その光景は、アニン王女に初めての感情をもたらした。どう転んでも、貴公子グアの方が自分よりもレディ・ピンを手中に収める可能性がはるかに高いこと、そして周囲からの承認を得ることができる人物であるという現実を突きつけられたのだ。アノン王子やパッタミカ王女がグアキティにどれほど深い信頼を置いているのか、アニン王女はこれまで意識的に目を背けてきた。

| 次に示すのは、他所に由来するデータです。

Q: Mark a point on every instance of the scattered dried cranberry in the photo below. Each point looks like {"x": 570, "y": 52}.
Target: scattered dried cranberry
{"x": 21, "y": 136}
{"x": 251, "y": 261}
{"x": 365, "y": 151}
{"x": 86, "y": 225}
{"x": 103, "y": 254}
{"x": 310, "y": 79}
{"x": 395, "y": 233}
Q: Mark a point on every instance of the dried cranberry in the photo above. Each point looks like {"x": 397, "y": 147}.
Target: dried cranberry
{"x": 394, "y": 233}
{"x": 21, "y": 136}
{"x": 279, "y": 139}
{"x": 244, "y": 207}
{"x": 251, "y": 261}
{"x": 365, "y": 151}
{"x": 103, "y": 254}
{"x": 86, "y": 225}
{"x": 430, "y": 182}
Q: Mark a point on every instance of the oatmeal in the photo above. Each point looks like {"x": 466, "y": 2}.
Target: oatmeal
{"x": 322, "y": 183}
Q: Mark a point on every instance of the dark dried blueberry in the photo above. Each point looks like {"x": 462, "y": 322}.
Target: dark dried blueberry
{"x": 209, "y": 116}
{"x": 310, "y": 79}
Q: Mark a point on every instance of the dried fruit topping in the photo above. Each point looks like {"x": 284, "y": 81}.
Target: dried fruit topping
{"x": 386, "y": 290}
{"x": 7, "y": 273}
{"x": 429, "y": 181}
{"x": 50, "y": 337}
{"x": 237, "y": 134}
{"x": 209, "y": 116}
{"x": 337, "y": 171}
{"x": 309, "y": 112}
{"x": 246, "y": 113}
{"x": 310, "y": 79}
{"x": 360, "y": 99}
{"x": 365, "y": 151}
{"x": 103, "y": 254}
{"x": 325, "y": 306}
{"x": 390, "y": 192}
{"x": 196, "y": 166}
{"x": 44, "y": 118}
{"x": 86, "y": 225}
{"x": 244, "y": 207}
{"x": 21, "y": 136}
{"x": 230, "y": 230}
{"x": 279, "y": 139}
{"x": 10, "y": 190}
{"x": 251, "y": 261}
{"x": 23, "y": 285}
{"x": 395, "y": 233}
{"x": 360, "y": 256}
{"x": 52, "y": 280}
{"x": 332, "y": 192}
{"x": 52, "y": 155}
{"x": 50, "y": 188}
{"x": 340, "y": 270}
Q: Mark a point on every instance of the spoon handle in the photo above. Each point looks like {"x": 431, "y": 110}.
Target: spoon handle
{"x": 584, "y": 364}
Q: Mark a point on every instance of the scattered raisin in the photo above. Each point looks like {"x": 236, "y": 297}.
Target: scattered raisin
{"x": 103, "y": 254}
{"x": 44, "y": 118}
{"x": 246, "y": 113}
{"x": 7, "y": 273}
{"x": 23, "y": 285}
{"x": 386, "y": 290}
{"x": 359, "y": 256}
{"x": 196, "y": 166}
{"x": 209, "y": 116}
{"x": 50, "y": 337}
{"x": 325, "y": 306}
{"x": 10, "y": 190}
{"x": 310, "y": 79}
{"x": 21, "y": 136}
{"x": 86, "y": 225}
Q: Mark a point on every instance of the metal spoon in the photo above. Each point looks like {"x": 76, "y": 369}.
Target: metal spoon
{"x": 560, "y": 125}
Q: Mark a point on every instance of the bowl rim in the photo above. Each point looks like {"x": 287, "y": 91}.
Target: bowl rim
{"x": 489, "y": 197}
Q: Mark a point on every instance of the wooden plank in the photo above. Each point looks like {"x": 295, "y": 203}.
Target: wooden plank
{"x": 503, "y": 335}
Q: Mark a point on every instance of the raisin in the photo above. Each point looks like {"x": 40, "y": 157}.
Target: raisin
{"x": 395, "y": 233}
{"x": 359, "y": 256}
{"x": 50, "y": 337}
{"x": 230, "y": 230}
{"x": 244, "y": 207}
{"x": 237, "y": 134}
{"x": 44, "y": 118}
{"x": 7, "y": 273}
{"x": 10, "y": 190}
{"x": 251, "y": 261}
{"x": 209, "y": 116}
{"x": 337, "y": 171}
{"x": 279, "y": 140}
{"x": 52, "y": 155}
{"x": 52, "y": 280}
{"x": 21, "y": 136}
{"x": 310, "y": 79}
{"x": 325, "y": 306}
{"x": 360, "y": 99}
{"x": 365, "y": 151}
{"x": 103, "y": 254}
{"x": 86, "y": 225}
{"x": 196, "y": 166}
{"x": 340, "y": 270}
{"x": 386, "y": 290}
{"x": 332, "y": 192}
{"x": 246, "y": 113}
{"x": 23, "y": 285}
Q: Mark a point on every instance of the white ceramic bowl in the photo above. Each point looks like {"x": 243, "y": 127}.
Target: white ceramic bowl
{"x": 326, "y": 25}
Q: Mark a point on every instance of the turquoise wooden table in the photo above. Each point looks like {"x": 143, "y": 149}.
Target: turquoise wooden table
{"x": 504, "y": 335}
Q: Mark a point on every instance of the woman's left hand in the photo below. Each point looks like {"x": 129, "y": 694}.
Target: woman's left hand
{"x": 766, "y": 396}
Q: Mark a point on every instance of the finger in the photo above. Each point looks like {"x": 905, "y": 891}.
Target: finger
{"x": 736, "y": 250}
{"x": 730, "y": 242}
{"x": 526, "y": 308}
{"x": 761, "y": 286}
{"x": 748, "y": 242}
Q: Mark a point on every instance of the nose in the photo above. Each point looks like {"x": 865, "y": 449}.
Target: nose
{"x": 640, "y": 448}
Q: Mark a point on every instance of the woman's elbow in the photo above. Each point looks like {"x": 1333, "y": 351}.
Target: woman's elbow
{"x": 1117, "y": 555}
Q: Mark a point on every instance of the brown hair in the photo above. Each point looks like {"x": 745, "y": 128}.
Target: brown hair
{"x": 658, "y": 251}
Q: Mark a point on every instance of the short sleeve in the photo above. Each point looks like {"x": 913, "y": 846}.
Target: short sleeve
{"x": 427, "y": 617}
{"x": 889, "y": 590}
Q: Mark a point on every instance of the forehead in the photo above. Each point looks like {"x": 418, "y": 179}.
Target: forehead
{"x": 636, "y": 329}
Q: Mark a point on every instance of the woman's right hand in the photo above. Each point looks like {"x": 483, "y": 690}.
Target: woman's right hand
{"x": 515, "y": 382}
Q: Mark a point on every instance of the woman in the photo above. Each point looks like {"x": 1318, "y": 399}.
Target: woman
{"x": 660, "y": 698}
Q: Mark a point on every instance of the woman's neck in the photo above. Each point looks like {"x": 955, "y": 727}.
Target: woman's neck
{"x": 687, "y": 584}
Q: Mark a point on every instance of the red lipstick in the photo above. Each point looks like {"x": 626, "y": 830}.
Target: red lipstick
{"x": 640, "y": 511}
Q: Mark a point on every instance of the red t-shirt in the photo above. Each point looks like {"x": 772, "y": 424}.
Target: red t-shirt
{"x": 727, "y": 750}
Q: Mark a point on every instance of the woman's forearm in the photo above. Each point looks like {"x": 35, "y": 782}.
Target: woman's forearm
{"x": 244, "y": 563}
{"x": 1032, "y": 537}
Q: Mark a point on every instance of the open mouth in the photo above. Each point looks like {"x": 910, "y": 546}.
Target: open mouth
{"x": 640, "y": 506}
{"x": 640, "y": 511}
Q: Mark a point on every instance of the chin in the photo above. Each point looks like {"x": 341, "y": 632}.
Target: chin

グアが男性であることは当然のこととして、彼以上にピンさんと釣り合う人物がいないと周囲が考えていることこそが、アニン王女にとって一番の問題だった。
アニン王女は窓際の床に腰を下ろし、下の階で繰り広げられる情景をじっと見つめていた。すると、まるで救世主のようにプリックが颯爽と現れ、魔物に囚われた姫のようなピンの手を取って、彼女を宮殿内へと救い出したのだ。アニン王女は額を窓枠に押し付けると、最上階の一人きりの部屋から、独り取り残されたグアさんの姿を静かに見つめ続けた。
ここまで馬鹿にされると、さすがに大人しい青年もはらわたが煮えくり返っているのだろう。彼は庭に植えられた月橘の藪に向かって、長い足を大きく振り回し、いくつかの花弁が乱れ落ちるのが見えた。
『鬱憤』
アニン王女が宮殿の最上階から見下ろす彼の姿は、彼女の頭の中で描いていた彼の姿とそれほど違いはなかった。甘い言葉を口にする、親しみやすい優しい顔は、一体どこに消えてしまったのだろうか。
そんな状況からあまり時間が経たないうちに、彼は大きく深呼吸をし、微かに舞踏の音楽が漏れ聞こえてくる大広間の方へと向かってその場を去って行った。